1. Die Berufung hat in der Sache teilweise Erfolg.
Die Beklagte ist aufgrund der Mieterhöhungserklärung vom 3. März 2009 gemäß § 558 Abs. 1 BGB verpflichtet, einer Erhöhung der Nettomiete für die von ihr innegehaltene Wohnung von 245,48 EUR um 16,16 EUR auf monatlich 261,64 EUR ab dem 1. Juni 2009 zuzustimmen. Diese Miete übersteigt die ortsübliche Miete nicht.
Die ortsübliche Miete ist anhand des Berliner Mietspiegels 2009 zu ermitteln, der ein qualifizierter Mietspiegel im Sinne von § 558 d BGB ist. Aufgrund der in § 558 d Abs. 3 BGB enthaltenen gesetzlichen Vermutung ist in Verbindung mit § 292 ZPO davon auszugehen, dass die innerhalb der Spanne liegenden Mietwerte die ortsübliche Miete für die Wohnungen des jeweiligen Mietspiegelfelds widerspiegeln. Einschlägig für die 56,51 qm große Wohnung ist das Rasterfeld E5, das eine Spanne von 4,27 EUR/qm bis 5,41 EUR/qm und einen Mittelwert von 4,72 EUR/qm ausweist.

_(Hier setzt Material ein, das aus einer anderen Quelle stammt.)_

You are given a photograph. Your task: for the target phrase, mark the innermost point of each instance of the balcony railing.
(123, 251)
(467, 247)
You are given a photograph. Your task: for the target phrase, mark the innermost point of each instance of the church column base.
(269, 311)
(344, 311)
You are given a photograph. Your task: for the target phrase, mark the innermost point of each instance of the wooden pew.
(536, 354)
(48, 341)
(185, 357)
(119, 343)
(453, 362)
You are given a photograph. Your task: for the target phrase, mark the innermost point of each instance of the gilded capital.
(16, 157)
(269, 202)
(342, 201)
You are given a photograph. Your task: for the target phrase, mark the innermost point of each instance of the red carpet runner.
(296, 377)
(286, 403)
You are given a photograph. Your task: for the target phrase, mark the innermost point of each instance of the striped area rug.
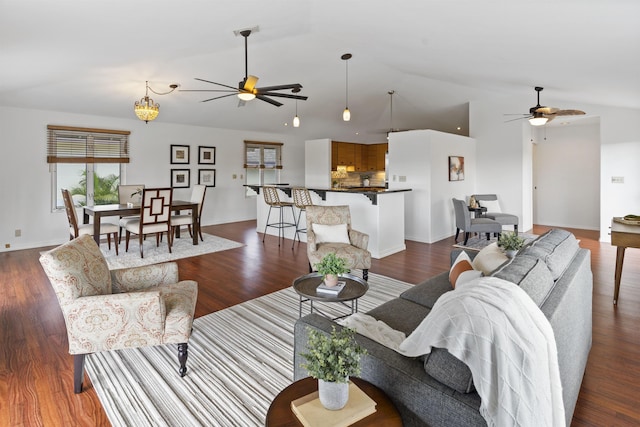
(240, 358)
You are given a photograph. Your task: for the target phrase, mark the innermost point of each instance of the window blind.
(85, 145)
(264, 155)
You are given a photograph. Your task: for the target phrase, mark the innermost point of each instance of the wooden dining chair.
(155, 217)
(197, 196)
(77, 230)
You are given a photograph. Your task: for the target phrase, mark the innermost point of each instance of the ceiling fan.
(247, 89)
(540, 115)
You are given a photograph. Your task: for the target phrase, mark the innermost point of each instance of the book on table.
(331, 290)
(311, 413)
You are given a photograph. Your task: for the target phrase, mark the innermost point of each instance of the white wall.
(25, 178)
(422, 158)
(567, 176)
(317, 163)
(619, 199)
(504, 159)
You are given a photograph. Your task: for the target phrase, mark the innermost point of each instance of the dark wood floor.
(36, 370)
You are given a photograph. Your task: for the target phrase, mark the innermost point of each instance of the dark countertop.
(371, 192)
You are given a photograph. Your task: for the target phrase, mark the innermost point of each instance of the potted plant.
(510, 243)
(330, 267)
(332, 359)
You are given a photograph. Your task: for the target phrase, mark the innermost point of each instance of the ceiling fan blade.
(547, 110)
(279, 87)
(270, 101)
(207, 90)
(219, 84)
(218, 97)
(250, 83)
(285, 95)
(569, 113)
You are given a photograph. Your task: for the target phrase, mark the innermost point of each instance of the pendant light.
(296, 119)
(346, 114)
(146, 109)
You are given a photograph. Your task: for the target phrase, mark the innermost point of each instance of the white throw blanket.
(498, 331)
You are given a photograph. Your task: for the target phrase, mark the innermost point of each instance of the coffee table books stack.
(311, 413)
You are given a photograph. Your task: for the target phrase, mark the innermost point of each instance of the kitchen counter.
(380, 213)
(371, 192)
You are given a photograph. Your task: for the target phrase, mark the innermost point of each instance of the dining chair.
(301, 199)
(77, 230)
(155, 217)
(197, 196)
(272, 199)
(124, 308)
(129, 193)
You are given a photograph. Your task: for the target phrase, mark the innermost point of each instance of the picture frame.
(179, 154)
(207, 177)
(180, 178)
(206, 155)
(456, 168)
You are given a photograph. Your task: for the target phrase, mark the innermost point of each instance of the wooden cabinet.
(358, 157)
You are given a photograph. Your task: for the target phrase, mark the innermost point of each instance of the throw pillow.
(331, 233)
(462, 271)
(491, 205)
(489, 258)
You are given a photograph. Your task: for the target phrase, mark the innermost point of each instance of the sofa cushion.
(331, 233)
(489, 258)
(427, 292)
(531, 274)
(449, 370)
(556, 247)
(400, 314)
(462, 271)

Die Bestimmung der konkreten ortsüblichen Miete innerhalb der Spanne kann durch eine Schätzung erfolgen. Die Voraussetzungen gemäß § 287 Abs. 2 ZPO sind gegeben. Bei der Beauftragung eines Sachverständigen fallen Kosten an, die zur Höhe der streitigen Mieterhöhung außer Verhältnis stehen. Diese sind jedenfalls dann nicht gerechtfertigt, wenn neben dem qualifizierten Mietspiegel eine Orientierungshilfe für die Spanneneinordnung zur Verfügung steht. Auch wenn dieser die Vermutungswirkung des § 558 d Abs. 3 BGB nicht zukommt, hindert dies ihre Heranziehung als Schätzgrundlage nach § 287 ZPO nicht. Die Orientierungshilfe wird vom umfassenden Sachverstand der an der Mietspiegelerstellung beteiligten Experten getragen werden und berücksichtigt die bisherigen Erkenntnisse der Praxis und der Rechtsprechung. Ihr liegt wie dem Mietspiegel eine umfassende Datenmenge zugrunde, die den Verhältnissen auf dem Berliner Wohnungsmarkt hinreichend Rechnung trägt (BGH, Urteil vom 20. April 2005 – VIII ZR 110/04, GE 2005, 663).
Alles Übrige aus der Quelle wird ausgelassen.